Bien entendu, nous vous conseillons cette belle destination, mais il faut être capable d’intégrer toutes ces spécificités pour profiter pleinement d’un séjour au Vietnam.

Ce que nous avons aimé :

  • la journée kayak dans la baie de Lan Ha.
  • les paysages magnifiques du Nord, notamment dans la province de Ha Giang.
  • Hoi An, ces bâtiments coloniaux dans la vieille ville, sa gastronomie et son Cau Lao.
  • la « baie d’Halong terrestre » à Tam Coc.
  • Hanoï, malgré sa réputation de ville polluée (ceux qui disent ça n’ont jamais été à Katmandou !) est plutôt agréable.

Ce que nous n’avons pas aimé :

  • forcément en tête, la façon de conduire des vietnamiens, totalement suicidaire et meurtrière. Les chiffres sont d’ailleurs là pour le confirmer (une trentaine de morts par jour sur les routes du pays).
  • la non-discrétion exagérée des habitants, parlant très fort notamment au téléphone.
  • la restauration exagérément chère et de faible qualité à Tam Coc.
  • c’est peut être au Vietnam que nous avons vu le plus de guest houses à la limite de la propreté.

 

 

BUDGET…

BUDGET VIETNAM

Soit un budget moyen de 41,80 euros par jour pour 2 personnes.
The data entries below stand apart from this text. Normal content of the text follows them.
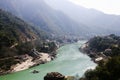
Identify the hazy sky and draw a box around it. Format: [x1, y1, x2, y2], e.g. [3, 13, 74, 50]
[70, 0, 120, 15]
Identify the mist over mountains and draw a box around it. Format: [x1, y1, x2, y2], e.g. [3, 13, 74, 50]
[0, 0, 120, 37]
[45, 0, 120, 34]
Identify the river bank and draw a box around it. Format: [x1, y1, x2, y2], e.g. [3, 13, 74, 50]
[0, 41, 96, 80]
[0, 53, 54, 75]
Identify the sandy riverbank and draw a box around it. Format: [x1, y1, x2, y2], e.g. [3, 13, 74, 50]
[11, 53, 52, 72]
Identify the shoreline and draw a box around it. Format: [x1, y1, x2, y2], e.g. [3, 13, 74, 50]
[0, 53, 55, 76]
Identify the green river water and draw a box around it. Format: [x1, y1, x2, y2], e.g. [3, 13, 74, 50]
[0, 41, 96, 80]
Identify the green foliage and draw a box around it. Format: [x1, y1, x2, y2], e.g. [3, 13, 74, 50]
[88, 34, 120, 56]
[83, 56, 120, 80]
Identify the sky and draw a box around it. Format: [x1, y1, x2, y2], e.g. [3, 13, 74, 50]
[70, 0, 120, 15]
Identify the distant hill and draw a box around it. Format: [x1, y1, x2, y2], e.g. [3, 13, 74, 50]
[0, 9, 46, 57]
[45, 0, 120, 35]
[0, 0, 90, 36]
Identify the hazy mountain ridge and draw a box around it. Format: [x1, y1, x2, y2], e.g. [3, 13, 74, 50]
[0, 0, 89, 35]
[45, 0, 120, 34]
[0, 9, 46, 57]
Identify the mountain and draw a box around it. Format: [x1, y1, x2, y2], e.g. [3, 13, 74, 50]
[0, 9, 46, 57]
[45, 0, 120, 34]
[0, 0, 90, 36]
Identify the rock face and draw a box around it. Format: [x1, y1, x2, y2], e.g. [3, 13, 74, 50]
[44, 72, 65, 80]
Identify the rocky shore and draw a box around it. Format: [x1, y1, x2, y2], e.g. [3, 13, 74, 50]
[0, 53, 55, 75]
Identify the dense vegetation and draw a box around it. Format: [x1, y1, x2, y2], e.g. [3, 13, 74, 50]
[80, 34, 120, 80]
[0, 9, 46, 57]
[88, 34, 120, 56]
[0, 9, 56, 74]
[80, 56, 120, 80]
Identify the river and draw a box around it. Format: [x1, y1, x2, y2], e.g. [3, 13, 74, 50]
[0, 41, 96, 80]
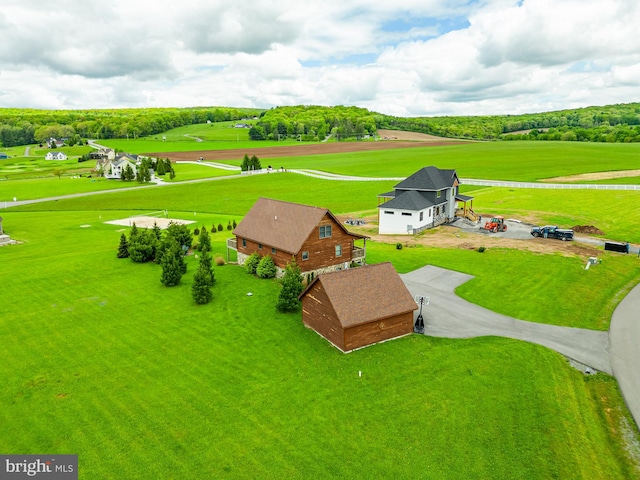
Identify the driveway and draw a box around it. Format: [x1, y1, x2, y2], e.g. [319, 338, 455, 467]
[400, 265, 612, 374]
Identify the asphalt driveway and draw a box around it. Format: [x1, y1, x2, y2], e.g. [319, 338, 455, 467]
[401, 265, 613, 374]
  • Pour l’hébergement, nous nous sommes limités à un budget par nuit de 10$ (230 000d). Nous avons à chaque fois réussi à trouver une chambre double avec salle de bain pour ce prix, mais sur la boucle Nord la propreté était parfois limite, mais supportable pour une nuit.
  • Très peu de street food au Vietnam, mais nous pouvions facilement trouver des boui-bouis locaux. Dans le Nord, plutôt difficile de trouver des plats sans viande mais avec un peu de patience, nous trouvions des « buffets » où nous pouvions choisir nos assiettes. Parfois quelques restaurants classiques comme à Hanoï.
  • L’activité principale dans le budget aura été la location pour deux semaines du scooter pour la boucle Nord. C’est aussi pour cela que le budget transport est moins important, surtout qu’il faut y compter le train pour aller à Lao Cai. Le kayak à Cat Ba et le trek à Sapa seront les autres postes importants.

Nous étions au Vietnam au mois de juin, fin de la basse saison.

1€ = 27000 d (dong vietnamien) = 1,20$

 

RANDONNÉES…

 

TREK DE SA PA (2J/1N)

Trek Sa Pa J1
JOUR 1

Un début de trek plutôt difficile, avec pas mal de montées et sur un chemin de terre. La suite est un peu plus aisée, sur un chemin aménagé.

Trek Sa Pa J2
JOUR 2

Sur des chemins assez boueux, la marche le long des rizières ne présente pas trop de difficultés. Retour à Sa Pa en scooter (6/7 km).

TREK DE BA BE

Trek Ba Be

Après un peu de bateau, le trek commence dans les rizières et les champs de maïs. La difficulté commence ensuite, avec pas mal de dénivelé et surtout de la boue, beaucoup de boue.  Long et difficile, nous étions contents d’arriver pour un retour bateau.